A(nother) Take on Cloud: ‘Nothing to Worry About’

Although we’ve said on several occasions that cloud computing isn’t the revolutionary movement that many would have us believe, my visit to Cloud Expo this week really hammered home a point that could make many businesses breath a sigh of relief, so I thought I’d re-iterate it here.

When it comes to engaging with service providers, most organisations are really only interested in outcomes. The key question is: Does what is on offer here fulfil my requirements? A business wants to achieve a specific goal, and if a service provider meets certain criteria, it wins the business. How the service provider delivers the paid-for outcome is a factor to be included in the due diligence process but only insofar as delivery mechanisms meet the need.

Cloud computing changes absolutely nothing in this regard. If the service provider is using ‘bona fide cloud computing technology’ (whatever that means) in its data centre to help it deliver services with greater economies of scale, resilience, flexibility, and so forth, then so be it. Some customers will care, some will not.
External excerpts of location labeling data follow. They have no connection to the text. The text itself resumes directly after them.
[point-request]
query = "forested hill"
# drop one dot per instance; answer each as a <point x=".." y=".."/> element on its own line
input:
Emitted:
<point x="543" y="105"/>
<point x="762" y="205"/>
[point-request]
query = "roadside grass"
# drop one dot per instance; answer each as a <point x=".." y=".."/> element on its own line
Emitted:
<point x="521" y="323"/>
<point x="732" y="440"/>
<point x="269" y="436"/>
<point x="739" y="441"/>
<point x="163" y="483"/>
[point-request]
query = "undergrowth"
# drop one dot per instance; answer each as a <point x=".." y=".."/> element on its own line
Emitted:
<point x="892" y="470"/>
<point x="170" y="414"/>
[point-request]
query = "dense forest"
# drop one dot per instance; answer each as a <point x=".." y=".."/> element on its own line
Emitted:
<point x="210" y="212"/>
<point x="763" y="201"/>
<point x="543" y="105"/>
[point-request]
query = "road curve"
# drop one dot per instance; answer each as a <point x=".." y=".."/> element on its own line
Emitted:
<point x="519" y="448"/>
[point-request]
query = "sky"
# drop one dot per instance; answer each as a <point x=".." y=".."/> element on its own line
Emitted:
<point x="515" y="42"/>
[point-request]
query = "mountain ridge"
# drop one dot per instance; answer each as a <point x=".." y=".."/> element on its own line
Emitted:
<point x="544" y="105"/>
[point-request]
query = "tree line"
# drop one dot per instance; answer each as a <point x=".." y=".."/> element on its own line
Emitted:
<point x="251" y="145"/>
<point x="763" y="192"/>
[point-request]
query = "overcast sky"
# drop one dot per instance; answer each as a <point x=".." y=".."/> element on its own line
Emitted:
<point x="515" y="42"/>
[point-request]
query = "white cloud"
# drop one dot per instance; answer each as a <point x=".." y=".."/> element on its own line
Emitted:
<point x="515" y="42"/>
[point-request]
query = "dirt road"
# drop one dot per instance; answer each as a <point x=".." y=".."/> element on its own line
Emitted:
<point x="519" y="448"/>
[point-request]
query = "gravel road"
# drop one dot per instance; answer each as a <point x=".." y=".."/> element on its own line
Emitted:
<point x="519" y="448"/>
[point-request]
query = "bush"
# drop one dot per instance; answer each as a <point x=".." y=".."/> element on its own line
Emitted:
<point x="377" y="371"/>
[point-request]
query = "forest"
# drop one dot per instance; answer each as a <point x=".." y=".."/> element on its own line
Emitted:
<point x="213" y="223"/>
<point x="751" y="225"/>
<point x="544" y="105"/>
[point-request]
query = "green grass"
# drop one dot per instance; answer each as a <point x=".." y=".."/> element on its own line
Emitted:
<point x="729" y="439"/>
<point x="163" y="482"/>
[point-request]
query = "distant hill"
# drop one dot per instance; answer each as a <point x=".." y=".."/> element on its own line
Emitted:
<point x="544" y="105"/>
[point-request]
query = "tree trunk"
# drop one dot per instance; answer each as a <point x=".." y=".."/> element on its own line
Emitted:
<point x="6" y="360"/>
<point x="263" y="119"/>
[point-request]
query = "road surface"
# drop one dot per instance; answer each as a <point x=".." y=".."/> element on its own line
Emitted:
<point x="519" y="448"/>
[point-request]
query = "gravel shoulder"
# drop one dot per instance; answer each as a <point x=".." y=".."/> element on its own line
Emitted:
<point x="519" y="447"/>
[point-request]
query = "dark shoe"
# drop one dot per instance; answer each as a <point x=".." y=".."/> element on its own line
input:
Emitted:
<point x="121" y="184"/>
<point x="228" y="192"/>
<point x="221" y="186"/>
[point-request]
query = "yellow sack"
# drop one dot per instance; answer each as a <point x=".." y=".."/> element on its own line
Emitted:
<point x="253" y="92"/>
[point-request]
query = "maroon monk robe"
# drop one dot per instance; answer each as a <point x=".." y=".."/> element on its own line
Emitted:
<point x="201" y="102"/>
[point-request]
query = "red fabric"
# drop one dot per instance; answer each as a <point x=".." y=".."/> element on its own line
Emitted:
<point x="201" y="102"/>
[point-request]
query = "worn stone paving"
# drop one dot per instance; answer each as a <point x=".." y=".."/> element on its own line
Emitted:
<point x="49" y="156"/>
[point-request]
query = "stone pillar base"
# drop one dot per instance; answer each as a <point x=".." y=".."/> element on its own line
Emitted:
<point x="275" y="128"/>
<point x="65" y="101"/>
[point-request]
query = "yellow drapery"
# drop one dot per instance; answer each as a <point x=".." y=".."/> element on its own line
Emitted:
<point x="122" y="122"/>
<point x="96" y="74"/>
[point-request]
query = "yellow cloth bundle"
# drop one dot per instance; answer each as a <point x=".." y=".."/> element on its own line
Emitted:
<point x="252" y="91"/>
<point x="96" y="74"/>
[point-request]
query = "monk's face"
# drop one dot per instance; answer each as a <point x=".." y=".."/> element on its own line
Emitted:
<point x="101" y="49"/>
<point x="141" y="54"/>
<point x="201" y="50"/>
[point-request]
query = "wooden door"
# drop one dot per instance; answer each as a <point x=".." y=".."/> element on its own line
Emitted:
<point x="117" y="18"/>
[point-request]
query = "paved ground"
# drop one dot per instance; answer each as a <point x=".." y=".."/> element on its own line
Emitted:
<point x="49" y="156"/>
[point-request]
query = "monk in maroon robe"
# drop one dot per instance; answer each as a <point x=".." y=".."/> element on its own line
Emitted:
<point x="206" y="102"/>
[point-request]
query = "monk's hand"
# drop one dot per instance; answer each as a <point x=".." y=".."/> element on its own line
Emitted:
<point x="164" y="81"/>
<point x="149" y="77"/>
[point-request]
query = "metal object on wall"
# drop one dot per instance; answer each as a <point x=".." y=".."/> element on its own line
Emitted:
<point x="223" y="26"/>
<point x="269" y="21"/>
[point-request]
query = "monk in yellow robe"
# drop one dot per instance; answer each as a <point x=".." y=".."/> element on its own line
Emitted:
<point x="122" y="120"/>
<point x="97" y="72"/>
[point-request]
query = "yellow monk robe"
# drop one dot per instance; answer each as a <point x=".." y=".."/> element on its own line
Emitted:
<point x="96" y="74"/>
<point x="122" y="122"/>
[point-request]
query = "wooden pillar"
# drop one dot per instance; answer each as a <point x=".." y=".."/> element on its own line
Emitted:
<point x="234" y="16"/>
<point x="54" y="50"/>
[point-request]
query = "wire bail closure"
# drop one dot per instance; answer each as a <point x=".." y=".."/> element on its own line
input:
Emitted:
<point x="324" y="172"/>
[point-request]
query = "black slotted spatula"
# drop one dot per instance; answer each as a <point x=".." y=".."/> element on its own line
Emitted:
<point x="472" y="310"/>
This point became ever more clear to me yesterday at Cloud Expo because most service providers in attendance were offering hosting and/or managed services. The entire event would not have looked any different had it been called ‘Hosting Expo’.

And there’s the point. None of this really matters if all you care about is the outcome you want to achieve from a third party service provider. For practical purposes today it might be easier to consider ‘The Cloud’ as simply a consolidation term, an umbrella term under which all the different types of third party service providers that existed in more narrowly defined boxes in the past now live.

Sure, there is more to it than that, but only if you care about details beyond what you are actually paying for. For example, virtualisation technology allows service providers to offer up ever more specific services to suit lots of different performance, scalability and price point requirements. But this is the difference between ‘what’, and ‘how’, and there is currently far too much mixing up of the two, which is counterproductive to say the least.

Back to third party service providers, then: The effect of ‘cloud’ is greater choice to the customer in terms of what’s on offer and how it is sourced, paid for and used. But nothing has fundamentally changed. Despite so many providers claiming that because something carries a certain label, it must be good, everything you ever knew about using third party service providers remains as important – nay – more important, than ever before.